Commentando lo studio, la copresidente dei Verdi / EFA Rebecca Harms ha dichiarato: "Il funzionamento di questi due reattori, che contengono migliaia di crepe, è irresponsabile. Questo studio giunge alla chiara conclusione che non ci sono prove di come e quando queste crepe siano apparse nel recipienti a pressione del reattore né se sono cambiati mentre il reattore era in funzione o come potrebbero farlo in futuro. Semplicemente non ci sono prove a sostegno dell'affermazione di Electrabel secondo cui i difetti sono "molto probabilmente" fiocchi di idrogeno, introdotti durante la produzione dell'acciaio e da allora invariato L'unico modo per determinarlo sarebbe distruggere i recipienti a pressione.

"Secondo lo studio, l'acciaio è di così scarsa qualità che i recipienti a pressione non avrebbero dovuto essere approvati per l'uso nei reattori.
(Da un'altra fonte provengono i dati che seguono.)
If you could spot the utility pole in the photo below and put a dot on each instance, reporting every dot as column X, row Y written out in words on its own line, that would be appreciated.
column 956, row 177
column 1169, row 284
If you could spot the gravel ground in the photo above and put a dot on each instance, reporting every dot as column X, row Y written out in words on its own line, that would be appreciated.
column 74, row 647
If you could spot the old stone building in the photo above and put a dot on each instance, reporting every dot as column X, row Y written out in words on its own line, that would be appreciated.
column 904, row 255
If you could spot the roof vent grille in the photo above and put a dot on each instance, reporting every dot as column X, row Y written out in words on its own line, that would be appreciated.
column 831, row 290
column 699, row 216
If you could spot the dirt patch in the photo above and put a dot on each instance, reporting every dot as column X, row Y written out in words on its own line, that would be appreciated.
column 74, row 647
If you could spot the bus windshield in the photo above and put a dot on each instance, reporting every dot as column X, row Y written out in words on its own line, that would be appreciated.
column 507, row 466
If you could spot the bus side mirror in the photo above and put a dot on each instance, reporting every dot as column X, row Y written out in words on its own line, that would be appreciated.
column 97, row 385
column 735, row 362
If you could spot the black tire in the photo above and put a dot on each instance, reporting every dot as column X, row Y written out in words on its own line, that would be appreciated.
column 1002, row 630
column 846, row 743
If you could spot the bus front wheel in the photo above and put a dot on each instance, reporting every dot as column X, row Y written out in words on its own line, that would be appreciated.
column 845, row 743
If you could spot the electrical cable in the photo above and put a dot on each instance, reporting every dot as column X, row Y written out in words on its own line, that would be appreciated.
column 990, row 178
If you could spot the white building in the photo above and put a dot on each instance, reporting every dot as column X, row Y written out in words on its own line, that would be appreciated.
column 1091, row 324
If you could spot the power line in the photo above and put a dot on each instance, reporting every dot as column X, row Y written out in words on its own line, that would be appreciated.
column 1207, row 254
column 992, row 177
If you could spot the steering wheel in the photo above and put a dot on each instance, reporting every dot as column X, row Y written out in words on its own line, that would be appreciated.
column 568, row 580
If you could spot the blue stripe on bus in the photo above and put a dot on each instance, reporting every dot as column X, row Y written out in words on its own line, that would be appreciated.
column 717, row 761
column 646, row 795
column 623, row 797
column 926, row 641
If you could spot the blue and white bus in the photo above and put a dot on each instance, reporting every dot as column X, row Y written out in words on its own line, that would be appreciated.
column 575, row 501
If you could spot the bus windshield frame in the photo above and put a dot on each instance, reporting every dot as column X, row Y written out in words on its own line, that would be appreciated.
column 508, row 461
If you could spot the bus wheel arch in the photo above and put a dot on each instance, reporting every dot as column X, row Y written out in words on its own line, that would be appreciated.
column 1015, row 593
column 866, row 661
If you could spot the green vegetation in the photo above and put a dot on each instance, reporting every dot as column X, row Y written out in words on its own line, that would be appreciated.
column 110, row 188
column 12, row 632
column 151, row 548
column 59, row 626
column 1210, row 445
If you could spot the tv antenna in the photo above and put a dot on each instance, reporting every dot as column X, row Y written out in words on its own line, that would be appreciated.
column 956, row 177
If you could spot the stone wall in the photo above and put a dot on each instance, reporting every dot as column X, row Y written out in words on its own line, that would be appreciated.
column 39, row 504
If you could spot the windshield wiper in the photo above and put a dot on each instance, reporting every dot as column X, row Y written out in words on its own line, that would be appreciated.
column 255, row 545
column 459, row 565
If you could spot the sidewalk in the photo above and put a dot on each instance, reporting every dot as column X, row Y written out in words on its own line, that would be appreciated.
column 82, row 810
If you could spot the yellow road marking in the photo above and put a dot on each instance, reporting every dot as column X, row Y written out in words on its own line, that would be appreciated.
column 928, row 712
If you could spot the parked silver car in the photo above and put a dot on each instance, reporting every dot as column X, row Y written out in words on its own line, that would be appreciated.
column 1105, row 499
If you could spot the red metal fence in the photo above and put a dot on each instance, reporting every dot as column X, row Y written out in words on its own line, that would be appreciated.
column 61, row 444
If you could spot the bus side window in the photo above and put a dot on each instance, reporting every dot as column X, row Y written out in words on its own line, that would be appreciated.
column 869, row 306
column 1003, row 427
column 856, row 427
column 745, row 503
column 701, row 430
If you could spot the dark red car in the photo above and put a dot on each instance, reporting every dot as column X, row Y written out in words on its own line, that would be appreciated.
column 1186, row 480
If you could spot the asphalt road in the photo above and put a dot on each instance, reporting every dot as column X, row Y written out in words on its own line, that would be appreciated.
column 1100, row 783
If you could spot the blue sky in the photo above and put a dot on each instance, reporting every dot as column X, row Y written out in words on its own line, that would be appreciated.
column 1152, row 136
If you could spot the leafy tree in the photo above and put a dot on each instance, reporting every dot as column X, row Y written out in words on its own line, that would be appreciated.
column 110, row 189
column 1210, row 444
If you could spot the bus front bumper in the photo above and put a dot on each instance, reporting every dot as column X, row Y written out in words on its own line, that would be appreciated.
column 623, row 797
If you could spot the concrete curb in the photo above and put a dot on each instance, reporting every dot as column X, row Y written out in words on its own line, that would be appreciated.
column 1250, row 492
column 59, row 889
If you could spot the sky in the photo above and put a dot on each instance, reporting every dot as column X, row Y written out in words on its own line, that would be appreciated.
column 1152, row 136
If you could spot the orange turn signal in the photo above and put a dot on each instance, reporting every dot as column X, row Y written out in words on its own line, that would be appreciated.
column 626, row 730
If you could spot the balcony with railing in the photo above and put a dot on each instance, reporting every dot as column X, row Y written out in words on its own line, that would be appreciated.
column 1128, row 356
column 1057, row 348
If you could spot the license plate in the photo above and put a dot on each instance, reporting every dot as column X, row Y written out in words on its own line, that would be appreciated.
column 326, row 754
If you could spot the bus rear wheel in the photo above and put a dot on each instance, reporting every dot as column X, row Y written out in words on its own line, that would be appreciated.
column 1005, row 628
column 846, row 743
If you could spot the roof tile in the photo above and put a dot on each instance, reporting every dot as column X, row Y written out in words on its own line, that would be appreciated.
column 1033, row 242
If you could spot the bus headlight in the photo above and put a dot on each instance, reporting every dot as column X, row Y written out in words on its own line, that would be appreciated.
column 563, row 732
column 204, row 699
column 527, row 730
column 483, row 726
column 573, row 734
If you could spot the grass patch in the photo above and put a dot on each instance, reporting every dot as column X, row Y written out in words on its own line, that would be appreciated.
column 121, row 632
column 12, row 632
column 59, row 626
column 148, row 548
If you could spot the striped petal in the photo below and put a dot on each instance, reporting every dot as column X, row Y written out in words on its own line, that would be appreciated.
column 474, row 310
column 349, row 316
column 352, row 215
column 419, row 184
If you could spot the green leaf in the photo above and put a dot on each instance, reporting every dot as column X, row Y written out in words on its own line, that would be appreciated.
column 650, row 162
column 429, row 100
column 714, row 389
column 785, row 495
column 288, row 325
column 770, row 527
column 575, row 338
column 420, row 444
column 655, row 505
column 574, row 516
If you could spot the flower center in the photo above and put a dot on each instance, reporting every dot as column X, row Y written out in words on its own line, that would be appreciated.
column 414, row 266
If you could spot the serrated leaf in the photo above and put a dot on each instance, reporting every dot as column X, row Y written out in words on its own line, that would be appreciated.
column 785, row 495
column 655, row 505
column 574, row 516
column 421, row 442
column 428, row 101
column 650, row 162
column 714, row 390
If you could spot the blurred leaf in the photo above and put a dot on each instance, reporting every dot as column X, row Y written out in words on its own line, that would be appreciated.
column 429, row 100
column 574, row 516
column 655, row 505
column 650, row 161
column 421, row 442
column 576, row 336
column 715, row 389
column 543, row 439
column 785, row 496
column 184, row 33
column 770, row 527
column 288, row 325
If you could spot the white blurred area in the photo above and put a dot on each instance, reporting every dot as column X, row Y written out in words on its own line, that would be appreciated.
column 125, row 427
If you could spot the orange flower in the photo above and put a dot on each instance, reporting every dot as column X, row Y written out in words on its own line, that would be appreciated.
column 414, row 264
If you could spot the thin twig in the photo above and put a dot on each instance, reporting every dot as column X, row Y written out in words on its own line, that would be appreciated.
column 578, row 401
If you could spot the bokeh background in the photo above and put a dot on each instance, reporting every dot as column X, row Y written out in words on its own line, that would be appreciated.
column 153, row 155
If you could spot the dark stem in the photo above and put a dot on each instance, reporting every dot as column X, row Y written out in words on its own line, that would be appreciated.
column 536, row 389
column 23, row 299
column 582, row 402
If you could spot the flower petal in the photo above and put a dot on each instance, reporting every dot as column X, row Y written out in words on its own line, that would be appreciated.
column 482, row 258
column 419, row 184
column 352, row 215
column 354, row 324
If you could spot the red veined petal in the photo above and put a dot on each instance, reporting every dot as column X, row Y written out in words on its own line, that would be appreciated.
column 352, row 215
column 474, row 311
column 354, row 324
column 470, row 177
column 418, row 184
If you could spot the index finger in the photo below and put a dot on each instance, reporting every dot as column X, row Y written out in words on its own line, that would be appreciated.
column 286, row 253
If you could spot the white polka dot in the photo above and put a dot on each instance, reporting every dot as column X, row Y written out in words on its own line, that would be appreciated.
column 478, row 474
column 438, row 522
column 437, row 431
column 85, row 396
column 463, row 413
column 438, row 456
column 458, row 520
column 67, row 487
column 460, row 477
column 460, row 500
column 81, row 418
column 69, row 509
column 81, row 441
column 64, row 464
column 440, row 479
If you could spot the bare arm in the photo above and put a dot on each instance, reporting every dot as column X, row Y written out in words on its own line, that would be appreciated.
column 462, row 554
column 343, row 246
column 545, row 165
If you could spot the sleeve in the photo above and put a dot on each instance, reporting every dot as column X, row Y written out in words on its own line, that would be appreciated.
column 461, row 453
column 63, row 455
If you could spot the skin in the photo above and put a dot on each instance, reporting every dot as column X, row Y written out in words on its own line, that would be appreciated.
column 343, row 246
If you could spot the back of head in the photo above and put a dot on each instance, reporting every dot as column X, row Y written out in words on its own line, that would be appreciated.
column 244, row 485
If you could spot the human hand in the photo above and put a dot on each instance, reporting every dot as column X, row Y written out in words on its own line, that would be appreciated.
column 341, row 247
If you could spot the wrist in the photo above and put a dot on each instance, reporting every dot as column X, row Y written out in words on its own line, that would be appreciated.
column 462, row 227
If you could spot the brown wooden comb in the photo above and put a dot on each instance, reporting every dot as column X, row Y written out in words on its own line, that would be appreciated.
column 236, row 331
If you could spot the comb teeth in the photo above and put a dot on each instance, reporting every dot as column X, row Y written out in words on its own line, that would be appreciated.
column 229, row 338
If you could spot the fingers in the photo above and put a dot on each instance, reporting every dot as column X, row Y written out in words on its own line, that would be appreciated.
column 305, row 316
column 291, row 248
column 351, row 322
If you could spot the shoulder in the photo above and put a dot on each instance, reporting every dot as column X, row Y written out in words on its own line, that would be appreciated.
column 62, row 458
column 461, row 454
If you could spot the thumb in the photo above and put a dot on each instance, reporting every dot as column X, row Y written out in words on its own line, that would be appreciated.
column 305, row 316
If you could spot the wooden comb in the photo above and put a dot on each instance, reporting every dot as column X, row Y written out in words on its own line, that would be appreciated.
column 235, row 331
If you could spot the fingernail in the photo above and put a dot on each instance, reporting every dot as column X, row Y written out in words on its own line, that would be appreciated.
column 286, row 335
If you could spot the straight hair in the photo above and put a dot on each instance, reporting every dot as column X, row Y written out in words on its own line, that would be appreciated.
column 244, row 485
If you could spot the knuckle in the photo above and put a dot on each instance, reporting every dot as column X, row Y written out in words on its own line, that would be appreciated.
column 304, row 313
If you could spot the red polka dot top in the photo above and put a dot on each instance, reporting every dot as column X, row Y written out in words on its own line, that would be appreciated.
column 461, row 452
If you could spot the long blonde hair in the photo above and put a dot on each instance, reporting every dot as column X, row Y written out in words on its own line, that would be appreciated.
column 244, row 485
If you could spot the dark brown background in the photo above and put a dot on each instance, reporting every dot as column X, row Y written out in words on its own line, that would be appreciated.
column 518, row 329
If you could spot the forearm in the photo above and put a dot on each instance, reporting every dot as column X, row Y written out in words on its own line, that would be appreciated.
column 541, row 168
Semplicemente spazzare via queste preoccupazioni 30 anni dopo è scandaloso". Lo studio rivela un approccio inquietantemente flessibile del Autorità nucleare belga (FANC) per quanto riguarda i risultati dei test. I risultati spiacevoli vengono dichiarati eccezioni. Allo stesso tempo, i risultati non rappresentativi sono accettati senza dubbio come prova di sicurezza. Questo non è un modo responsabile per affrontare la tecnologia ad alto rischio dell'energia nucleare. Trattare problemi inspiegabili con una valutazione del rischio disinfettata minaccia la vita di migliaia di persone.

"Dato che la sicurezza del serbatoio a pressione non può essere garantita, i reattori non dovrebbero continuare a funzionare. Se la nave scoppiasse, le conseguenze per la regione densamente popolata intorno ai reattori sarebbero catastrofiche".

(1) In estate 2012, migliaia di difetti sono stati trovati nei recipienti a pressione del reattore dei reattori nucleari belgi Doel 3 e Tihange 2, forzando il loro arresto. In 2013 estate, i reattori sono stati nuovamente messi on line a seguito di una valutazione positiva da parte dell'autorità nucleare belga (FANC), ma sono stati nuovamente chiusi marzo 2014. Nel mese di novembre 2015, c'è stato un ulteriore valutazione positiva da FANC, che ha permesso i reattori siano di nuovo messi in linea. Questo studio analizza le informazioni in base a cui questa decisione è stata presa. Lo studio completo può essere trovato qui.